Pipeline execution
Let’s look at how pipelined execute can be affected by resource hazards, control hazards and instruction set architecture. Looking at the following fragment of code:
ADD X5, X2, x1
LDUR X3, [X5, #4]
LDUR X2, [X2, #0]
ORR X3, X5, X3
STUR X3 [X5, #0]
Assume that all of the branches are perfectly predicted as this eliminates all potential control hazards and that no delay slots will be needed. If we only have one memory for both the instructions and data, there is a structural hazard every time that we need to fetch an instruction in the same cycle which another instruction accesses data. To guarantee that we have forward progress, this structural hazard has to be resolved by giving the favor to the instruction that accesses data. What would be the total execution time of the sequence in the 5-stage pipeline that only has one memory? Explain your answer.
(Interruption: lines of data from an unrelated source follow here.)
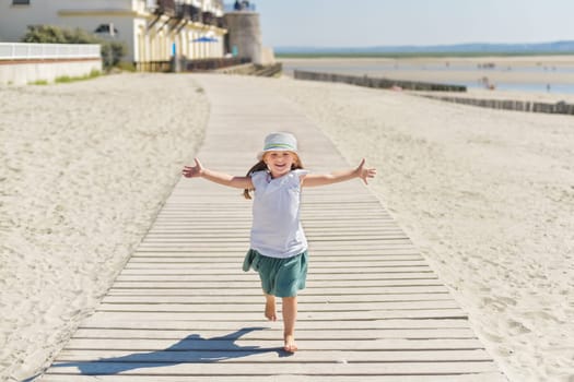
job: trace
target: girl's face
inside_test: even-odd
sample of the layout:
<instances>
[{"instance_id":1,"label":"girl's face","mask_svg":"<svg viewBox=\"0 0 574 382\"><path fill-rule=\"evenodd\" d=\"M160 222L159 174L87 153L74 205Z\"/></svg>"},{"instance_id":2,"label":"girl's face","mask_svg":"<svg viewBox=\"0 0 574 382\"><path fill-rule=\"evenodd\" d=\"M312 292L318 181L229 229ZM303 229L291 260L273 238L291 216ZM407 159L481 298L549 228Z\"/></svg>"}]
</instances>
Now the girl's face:
<instances>
[{"instance_id":1,"label":"girl's face","mask_svg":"<svg viewBox=\"0 0 574 382\"><path fill-rule=\"evenodd\" d=\"M267 152L263 162L271 176L279 178L291 171L291 167L297 163L297 156L291 152Z\"/></svg>"}]
</instances>

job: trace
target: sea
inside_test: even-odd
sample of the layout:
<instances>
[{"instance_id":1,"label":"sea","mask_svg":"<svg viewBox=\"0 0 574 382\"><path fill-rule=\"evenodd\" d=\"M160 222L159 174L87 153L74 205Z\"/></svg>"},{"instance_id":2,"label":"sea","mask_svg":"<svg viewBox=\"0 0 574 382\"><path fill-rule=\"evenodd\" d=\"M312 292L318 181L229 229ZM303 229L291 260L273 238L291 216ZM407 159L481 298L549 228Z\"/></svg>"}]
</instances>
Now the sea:
<instances>
[{"instance_id":1,"label":"sea","mask_svg":"<svg viewBox=\"0 0 574 382\"><path fill-rule=\"evenodd\" d=\"M484 88L485 84L480 79L487 74L503 74L503 73L517 73L522 74L522 77L528 77L528 75L536 76L543 74L547 77L557 79L548 82L503 82L497 81L495 87L497 91L513 91L513 92L537 92L537 93L549 93L549 94L567 94L574 95L574 82L565 83L560 82L560 77L570 76L574 77L574 61L560 65L540 64L535 61L523 62L519 65L505 65L494 64L488 67L477 65L477 63L469 62L417 62L414 61L374 61L374 60L360 60L352 59L348 63L344 60L323 60L323 59L286 59L281 60L283 62L283 73L292 76L294 70L311 71L311 72L324 72L324 73L338 73L349 75L368 75L373 77L385 77L390 76L395 79L407 80L409 72L420 71L438 71L442 72L444 77L448 77L448 72L452 72L454 77L465 77L468 80L454 80L440 83L448 83L452 85L462 85L467 88ZM460 75L464 73L464 75ZM394 75L391 75L394 74ZM405 74L405 79L400 77L399 74ZM513 74L514 75L514 74ZM430 81L431 82L431 81ZM436 81L432 81L436 82Z\"/></svg>"}]
</instances>

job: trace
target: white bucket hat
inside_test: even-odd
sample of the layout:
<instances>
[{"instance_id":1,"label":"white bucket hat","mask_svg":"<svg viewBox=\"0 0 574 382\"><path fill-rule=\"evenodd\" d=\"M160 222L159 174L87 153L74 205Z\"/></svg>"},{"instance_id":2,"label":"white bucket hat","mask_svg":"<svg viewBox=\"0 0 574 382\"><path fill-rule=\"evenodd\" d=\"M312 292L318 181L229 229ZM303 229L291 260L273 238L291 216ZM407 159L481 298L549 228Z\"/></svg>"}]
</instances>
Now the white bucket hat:
<instances>
[{"instance_id":1,"label":"white bucket hat","mask_svg":"<svg viewBox=\"0 0 574 382\"><path fill-rule=\"evenodd\" d=\"M265 138L263 151L257 154L259 160L267 152L293 152L297 153L297 139L290 133L271 133Z\"/></svg>"}]
</instances>

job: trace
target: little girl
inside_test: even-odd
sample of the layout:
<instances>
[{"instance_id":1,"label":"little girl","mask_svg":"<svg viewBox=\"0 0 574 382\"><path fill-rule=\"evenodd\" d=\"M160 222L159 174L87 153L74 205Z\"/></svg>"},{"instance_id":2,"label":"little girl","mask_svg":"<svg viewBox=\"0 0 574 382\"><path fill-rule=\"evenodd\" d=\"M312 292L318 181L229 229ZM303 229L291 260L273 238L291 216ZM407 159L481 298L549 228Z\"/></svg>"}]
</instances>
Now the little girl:
<instances>
[{"instance_id":1,"label":"little girl","mask_svg":"<svg viewBox=\"0 0 574 382\"><path fill-rule=\"evenodd\" d=\"M289 133L269 134L265 139L259 162L245 177L212 171L198 158L195 166L185 166L187 178L201 177L223 186L244 189L246 199L255 190L250 249L245 255L244 271L259 273L266 297L265 317L277 320L276 297L282 298L284 350L295 353L295 320L297 291L305 288L307 277L307 240L300 222L301 188L331 184L376 175L366 168L365 159L359 167L331 174L309 174L303 169L297 155L297 141Z\"/></svg>"}]
</instances>

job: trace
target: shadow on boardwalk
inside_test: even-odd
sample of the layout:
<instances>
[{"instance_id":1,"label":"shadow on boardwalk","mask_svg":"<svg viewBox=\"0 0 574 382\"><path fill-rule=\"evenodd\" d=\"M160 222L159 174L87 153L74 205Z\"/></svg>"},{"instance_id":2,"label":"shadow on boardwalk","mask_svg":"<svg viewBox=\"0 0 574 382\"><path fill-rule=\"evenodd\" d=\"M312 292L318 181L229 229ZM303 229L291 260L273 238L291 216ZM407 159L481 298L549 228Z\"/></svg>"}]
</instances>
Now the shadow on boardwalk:
<instances>
[{"instance_id":1,"label":"shadow on boardwalk","mask_svg":"<svg viewBox=\"0 0 574 382\"><path fill-rule=\"evenodd\" d=\"M56 363L52 368L78 368L83 375L109 375L136 369L167 367L178 363L213 363L266 353L277 353L278 357L288 357L290 354L281 347L262 348L235 344L235 341L243 335L262 330L265 327L245 327L227 335L209 339L202 338L199 334L191 334L163 350L137 353L90 361Z\"/></svg>"}]
</instances>

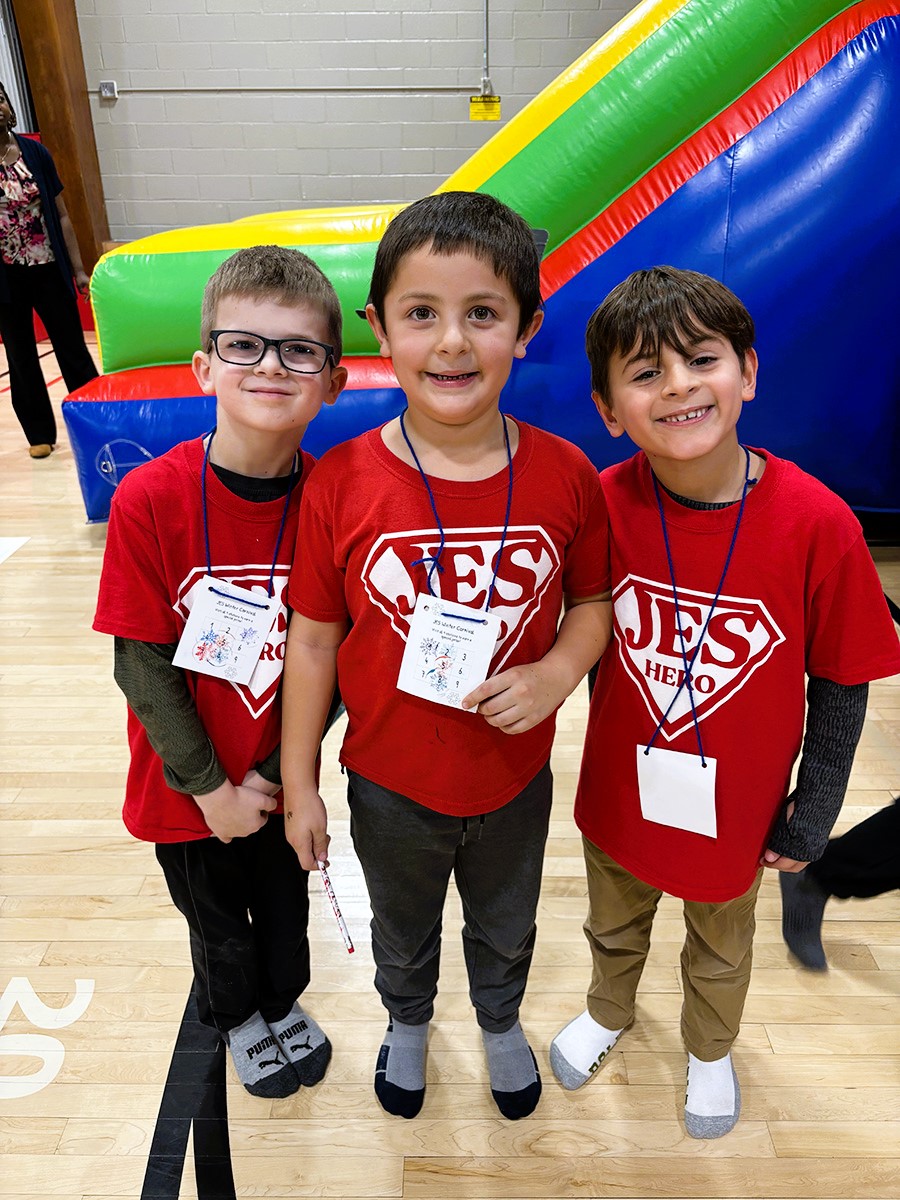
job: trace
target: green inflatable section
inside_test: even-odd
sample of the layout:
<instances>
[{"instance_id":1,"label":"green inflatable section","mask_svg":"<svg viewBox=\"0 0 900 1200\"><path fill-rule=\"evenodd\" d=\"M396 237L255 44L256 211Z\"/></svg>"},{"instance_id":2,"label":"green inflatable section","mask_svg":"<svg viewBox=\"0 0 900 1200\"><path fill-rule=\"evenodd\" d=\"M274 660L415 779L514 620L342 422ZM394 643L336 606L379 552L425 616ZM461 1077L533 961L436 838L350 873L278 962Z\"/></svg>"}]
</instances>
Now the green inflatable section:
<instances>
[{"instance_id":1,"label":"green inflatable section","mask_svg":"<svg viewBox=\"0 0 900 1200\"><path fill-rule=\"evenodd\" d=\"M552 251L846 7L691 0L479 191L548 229Z\"/></svg>"},{"instance_id":2,"label":"green inflatable section","mask_svg":"<svg viewBox=\"0 0 900 1200\"><path fill-rule=\"evenodd\" d=\"M492 174L482 172L478 190L548 229L553 250L846 7L840 0L689 0L518 154ZM578 70L589 70L590 53ZM533 101L509 130L534 124L541 103ZM491 154L488 143L474 158ZM247 244L247 226L245 220L198 230L198 242L206 245L222 232L218 244L228 248L158 252L172 245L170 234L160 234L101 259L91 294L106 372L190 360L204 284ZM289 220L270 217L265 236L252 240L277 240L314 258L341 298L344 353L377 352L368 326L355 317L368 294L376 236L310 244ZM179 241L190 241L190 230L181 230Z\"/></svg>"}]
</instances>

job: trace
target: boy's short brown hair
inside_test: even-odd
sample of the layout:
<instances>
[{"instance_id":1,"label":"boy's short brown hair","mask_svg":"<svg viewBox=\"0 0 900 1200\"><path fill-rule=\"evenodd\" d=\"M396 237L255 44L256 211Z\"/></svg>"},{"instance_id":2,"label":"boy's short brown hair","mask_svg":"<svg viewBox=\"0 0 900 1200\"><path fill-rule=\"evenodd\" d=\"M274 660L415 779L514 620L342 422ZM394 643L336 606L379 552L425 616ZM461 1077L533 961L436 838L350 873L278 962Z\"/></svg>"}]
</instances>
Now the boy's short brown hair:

Assume now that all the branches are perfectly predicted as this eliminates all potential control hazards and that no delay slots will be needed. If we change the load/store instructions to use a register without an offset as the addresses, the instructions would no longer need to use the ALU. As a result, the MEM and EX stages can be overlapped and the pipeline would only now have 4 stages. Change the code to accommodate the changed ISA. What is the speedup achieved in this instruction sequence? Explain your answer.
Show a pipeline execution diagram for these series of instructions (both initial and end) result.